The mset Attribute

Editor’s Draft, 24 July 2014

This version:
http://berkmancenter.github.io/cache-link/mset-attribute.html
Editors:
Ryan Westphal (Berkman Center for Internet and Society)
Herbert Van de Sompel (Los Alamos National Laboratory)
Michael L. Nelson (Old Dominion University)
Version History:
Commit History
Participate:
Public mailing list
Github

Abstract

The mset attribute is intended to give authors a way to provide temporal context to the target content of a hyperlink, links to copies of the target content of a hyperlink, or both. The primary purpose of the mset attribute is to address [Internet censorship], [link rot], [content drift], and [denial-of-service attack]s.

Table of Contents

1 Introduction

This specification provides developers with a means to declare a temporal reference for a hyperlink and zero or more copy links.

This is achieved by introducing mset to HTML, as an attribute for the a element to support specifying dates and multiple copies of an external resource.
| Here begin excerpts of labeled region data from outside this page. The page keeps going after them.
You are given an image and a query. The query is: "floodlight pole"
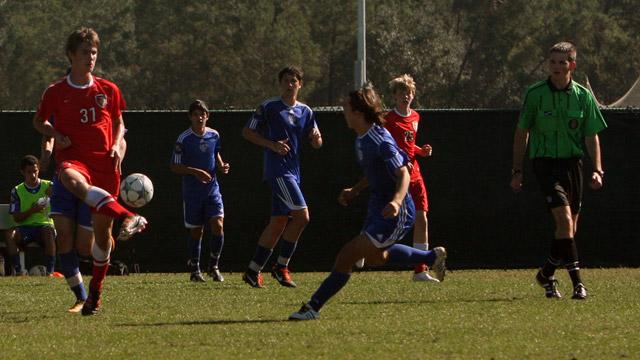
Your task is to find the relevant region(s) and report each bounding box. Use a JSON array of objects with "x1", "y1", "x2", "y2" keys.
[{"x1": 354, "y1": 0, "x2": 367, "y2": 89}]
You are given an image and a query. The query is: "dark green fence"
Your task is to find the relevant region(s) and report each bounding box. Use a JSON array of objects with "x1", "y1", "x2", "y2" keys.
[{"x1": 0, "y1": 110, "x2": 640, "y2": 272}]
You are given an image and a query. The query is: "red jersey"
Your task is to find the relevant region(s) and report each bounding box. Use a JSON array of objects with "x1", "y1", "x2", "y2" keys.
[
  {"x1": 37, "y1": 76, "x2": 125, "y2": 171},
  {"x1": 384, "y1": 109, "x2": 422, "y2": 180}
]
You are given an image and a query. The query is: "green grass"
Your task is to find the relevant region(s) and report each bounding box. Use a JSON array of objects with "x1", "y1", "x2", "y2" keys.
[{"x1": 0, "y1": 269, "x2": 640, "y2": 360}]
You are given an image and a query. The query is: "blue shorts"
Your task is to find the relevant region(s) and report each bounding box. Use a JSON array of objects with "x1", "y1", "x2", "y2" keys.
[
  {"x1": 50, "y1": 179, "x2": 92, "y2": 229},
  {"x1": 183, "y1": 192, "x2": 224, "y2": 228},
  {"x1": 269, "y1": 176, "x2": 307, "y2": 216},
  {"x1": 362, "y1": 194, "x2": 416, "y2": 249},
  {"x1": 16, "y1": 225, "x2": 55, "y2": 246}
]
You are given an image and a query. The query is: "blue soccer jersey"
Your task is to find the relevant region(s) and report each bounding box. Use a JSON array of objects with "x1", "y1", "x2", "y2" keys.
[
  {"x1": 247, "y1": 97, "x2": 318, "y2": 182},
  {"x1": 171, "y1": 127, "x2": 220, "y2": 198}
]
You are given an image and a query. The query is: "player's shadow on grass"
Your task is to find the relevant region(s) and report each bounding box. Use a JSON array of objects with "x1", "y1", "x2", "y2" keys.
[
  {"x1": 341, "y1": 296, "x2": 524, "y2": 305},
  {"x1": 118, "y1": 319, "x2": 288, "y2": 327}
]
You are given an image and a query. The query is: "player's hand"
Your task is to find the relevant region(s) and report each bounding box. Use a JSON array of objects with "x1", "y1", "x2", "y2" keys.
[
  {"x1": 195, "y1": 169, "x2": 213, "y2": 184},
  {"x1": 422, "y1": 144, "x2": 433, "y2": 157},
  {"x1": 109, "y1": 145, "x2": 122, "y2": 173},
  {"x1": 589, "y1": 172, "x2": 604, "y2": 190},
  {"x1": 338, "y1": 188, "x2": 360, "y2": 206},
  {"x1": 270, "y1": 139, "x2": 291, "y2": 156},
  {"x1": 53, "y1": 131, "x2": 71, "y2": 149},
  {"x1": 382, "y1": 201, "x2": 400, "y2": 219},
  {"x1": 309, "y1": 127, "x2": 322, "y2": 148},
  {"x1": 509, "y1": 172, "x2": 522, "y2": 193}
]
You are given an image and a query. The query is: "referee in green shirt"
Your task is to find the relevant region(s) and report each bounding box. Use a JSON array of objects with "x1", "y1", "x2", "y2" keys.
[{"x1": 511, "y1": 42, "x2": 607, "y2": 299}]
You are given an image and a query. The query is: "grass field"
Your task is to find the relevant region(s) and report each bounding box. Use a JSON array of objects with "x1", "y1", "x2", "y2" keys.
[{"x1": 0, "y1": 268, "x2": 640, "y2": 360}]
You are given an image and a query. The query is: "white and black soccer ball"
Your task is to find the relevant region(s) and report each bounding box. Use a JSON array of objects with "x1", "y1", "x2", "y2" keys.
[{"x1": 120, "y1": 173, "x2": 153, "y2": 208}]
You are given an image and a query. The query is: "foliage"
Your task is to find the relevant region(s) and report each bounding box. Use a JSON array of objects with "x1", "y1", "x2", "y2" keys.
[
  {"x1": 0, "y1": 269, "x2": 640, "y2": 359},
  {"x1": 0, "y1": 0, "x2": 640, "y2": 109}
]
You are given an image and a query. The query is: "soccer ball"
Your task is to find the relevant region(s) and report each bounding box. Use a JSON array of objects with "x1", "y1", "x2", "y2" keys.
[{"x1": 120, "y1": 173, "x2": 153, "y2": 208}]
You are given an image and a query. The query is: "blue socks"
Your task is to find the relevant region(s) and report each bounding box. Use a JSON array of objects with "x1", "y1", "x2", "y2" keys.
[
  {"x1": 309, "y1": 270, "x2": 351, "y2": 311},
  {"x1": 387, "y1": 244, "x2": 436, "y2": 266},
  {"x1": 209, "y1": 235, "x2": 224, "y2": 267},
  {"x1": 60, "y1": 250, "x2": 87, "y2": 301},
  {"x1": 249, "y1": 245, "x2": 273, "y2": 272}
]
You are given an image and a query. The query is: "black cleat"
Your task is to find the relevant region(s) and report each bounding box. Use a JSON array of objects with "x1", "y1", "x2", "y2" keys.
[
  {"x1": 536, "y1": 271, "x2": 562, "y2": 299},
  {"x1": 571, "y1": 283, "x2": 587, "y2": 300},
  {"x1": 242, "y1": 269, "x2": 264, "y2": 288},
  {"x1": 209, "y1": 266, "x2": 224, "y2": 282},
  {"x1": 80, "y1": 290, "x2": 102, "y2": 316}
]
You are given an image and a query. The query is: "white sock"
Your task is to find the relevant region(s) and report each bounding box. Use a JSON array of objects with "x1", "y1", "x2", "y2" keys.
[{"x1": 413, "y1": 243, "x2": 429, "y2": 251}]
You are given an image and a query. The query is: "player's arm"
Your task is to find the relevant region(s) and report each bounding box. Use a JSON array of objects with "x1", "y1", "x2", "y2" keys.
[
  {"x1": 33, "y1": 113, "x2": 71, "y2": 149},
  {"x1": 242, "y1": 126, "x2": 290, "y2": 155},
  {"x1": 382, "y1": 166, "x2": 411, "y2": 218},
  {"x1": 510, "y1": 127, "x2": 529, "y2": 192},
  {"x1": 109, "y1": 114, "x2": 126, "y2": 172},
  {"x1": 39, "y1": 135, "x2": 55, "y2": 171},
  {"x1": 216, "y1": 153, "x2": 231, "y2": 174},
  {"x1": 584, "y1": 134, "x2": 604, "y2": 190},
  {"x1": 338, "y1": 177, "x2": 369, "y2": 206}
]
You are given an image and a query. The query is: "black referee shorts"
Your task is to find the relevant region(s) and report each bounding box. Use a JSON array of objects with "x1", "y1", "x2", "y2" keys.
[{"x1": 533, "y1": 158, "x2": 583, "y2": 215}]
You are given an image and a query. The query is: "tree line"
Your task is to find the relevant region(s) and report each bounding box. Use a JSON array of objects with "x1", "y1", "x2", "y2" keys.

Copies can vary in presentation, format, and origin.

The a element remains backwards compatible with legacy user agents which will ignore the mset attribute. The presence of the mset attribute does not affect the default user agent behavior for navigating a hyperlink.

The mset attribute differs significantly from the link element (which also relates documents to one another) in that the mset attribute relates the target of the a element to other documents where the link element relates the current document to other documents.

1.1 When to use mset

The mset attribute can be used any time a publisher authors a document which references other content via hyperlinks. At its most basic, the publisher can provide only the date when target content was referenced while authoring a document.

If one or more copies of the target content are known to exist, the mset attribute should be used embed the locations of these copies into the a element in the current document.

The mset attribute is not a replacement for the href attribute. When the original date of reference is unknown and there are no known copies of target content, developers should omit the mset attribute.

1.2 Examples of usage

The mset attribute can be set to one or more reference candidates separated by "," (U+002C) characters. These examples show some (but not all) variations of the mset attribute.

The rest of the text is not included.